Numbered Heads: If there are thirty students in class and you want groups of three, count off by ten and have students with the same number find each other.

Playing cards: Distribute playing cards according to the number in the class. Students search to find others with the same number and form a group. The suits can denote roles if these are being used in the activity. E.g. hearts are the recorders, clubs are the encourages etc.

Fairy Tale Characters: All those characters from the same story are in the same group. The characters could be mined to extend this activity.

Famous Pairs: Each person is given a card with a famous name on it and they must non-verbally find their partner by miming this person's achievements. A famous pair could be Torvill & Dean, Beavis & Butthead etc.

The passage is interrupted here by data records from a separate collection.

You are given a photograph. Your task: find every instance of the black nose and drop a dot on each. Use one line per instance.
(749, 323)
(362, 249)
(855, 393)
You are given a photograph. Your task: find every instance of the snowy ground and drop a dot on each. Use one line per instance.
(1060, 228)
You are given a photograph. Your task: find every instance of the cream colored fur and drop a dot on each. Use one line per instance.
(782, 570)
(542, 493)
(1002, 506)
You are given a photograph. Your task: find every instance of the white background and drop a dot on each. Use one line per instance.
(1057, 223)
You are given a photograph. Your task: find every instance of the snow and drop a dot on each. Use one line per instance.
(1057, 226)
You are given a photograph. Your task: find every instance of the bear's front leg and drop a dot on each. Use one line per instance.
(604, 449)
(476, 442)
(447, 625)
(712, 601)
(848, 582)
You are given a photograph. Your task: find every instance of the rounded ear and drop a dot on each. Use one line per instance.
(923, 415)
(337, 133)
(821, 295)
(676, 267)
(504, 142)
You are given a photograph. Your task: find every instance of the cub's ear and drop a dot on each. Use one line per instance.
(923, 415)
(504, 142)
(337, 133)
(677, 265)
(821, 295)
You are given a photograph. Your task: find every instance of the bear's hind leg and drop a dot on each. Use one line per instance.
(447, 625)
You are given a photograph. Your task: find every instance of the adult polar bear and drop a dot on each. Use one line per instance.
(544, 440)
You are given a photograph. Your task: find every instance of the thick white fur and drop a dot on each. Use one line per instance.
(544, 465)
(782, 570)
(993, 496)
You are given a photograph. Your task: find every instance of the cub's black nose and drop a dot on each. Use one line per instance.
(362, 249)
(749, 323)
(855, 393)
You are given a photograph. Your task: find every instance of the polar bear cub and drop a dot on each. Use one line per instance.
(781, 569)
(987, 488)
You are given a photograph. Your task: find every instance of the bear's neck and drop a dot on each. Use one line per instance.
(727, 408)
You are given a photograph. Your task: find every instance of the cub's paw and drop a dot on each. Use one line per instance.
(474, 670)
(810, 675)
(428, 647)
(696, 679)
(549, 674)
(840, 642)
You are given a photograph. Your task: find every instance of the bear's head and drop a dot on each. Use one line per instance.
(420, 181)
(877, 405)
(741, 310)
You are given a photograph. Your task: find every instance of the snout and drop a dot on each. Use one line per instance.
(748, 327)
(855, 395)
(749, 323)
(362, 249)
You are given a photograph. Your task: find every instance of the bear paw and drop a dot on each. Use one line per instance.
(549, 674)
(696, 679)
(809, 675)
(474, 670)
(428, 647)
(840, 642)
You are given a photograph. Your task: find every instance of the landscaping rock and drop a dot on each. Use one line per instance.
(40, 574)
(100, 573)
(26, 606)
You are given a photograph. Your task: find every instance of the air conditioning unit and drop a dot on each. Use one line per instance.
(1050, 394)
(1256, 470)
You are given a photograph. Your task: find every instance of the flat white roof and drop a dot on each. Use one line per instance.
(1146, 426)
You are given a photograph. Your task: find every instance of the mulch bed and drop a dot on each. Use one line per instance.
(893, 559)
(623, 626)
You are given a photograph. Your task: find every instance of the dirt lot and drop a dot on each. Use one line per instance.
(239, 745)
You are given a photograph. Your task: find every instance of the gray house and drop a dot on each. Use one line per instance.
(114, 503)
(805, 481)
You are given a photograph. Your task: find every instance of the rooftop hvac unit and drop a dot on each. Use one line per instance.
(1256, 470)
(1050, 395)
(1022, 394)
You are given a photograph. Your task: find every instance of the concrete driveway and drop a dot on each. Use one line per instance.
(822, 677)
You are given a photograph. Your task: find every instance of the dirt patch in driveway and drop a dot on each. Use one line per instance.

Famous Person: Stick the name of a famous person, animal or object on students' backs and have them discover who they are by asking yes/no questions of their classmates. They must ask each person only one question. .'They then join together with similar people, creatures, objects or themes.

Coloured Stickers: Put coloured stickers on the backs of students. Children find the other students with the same coloured stickers without speaking.

Birthday Line: Students line up in order of their birth date without speaking. Then they number off according to the required group size.

Sound Groups: Give students the name of different tunes or animals. At a signal they all hum their tune or make the noise of their animal. Students must locate the group who will be making the same noises.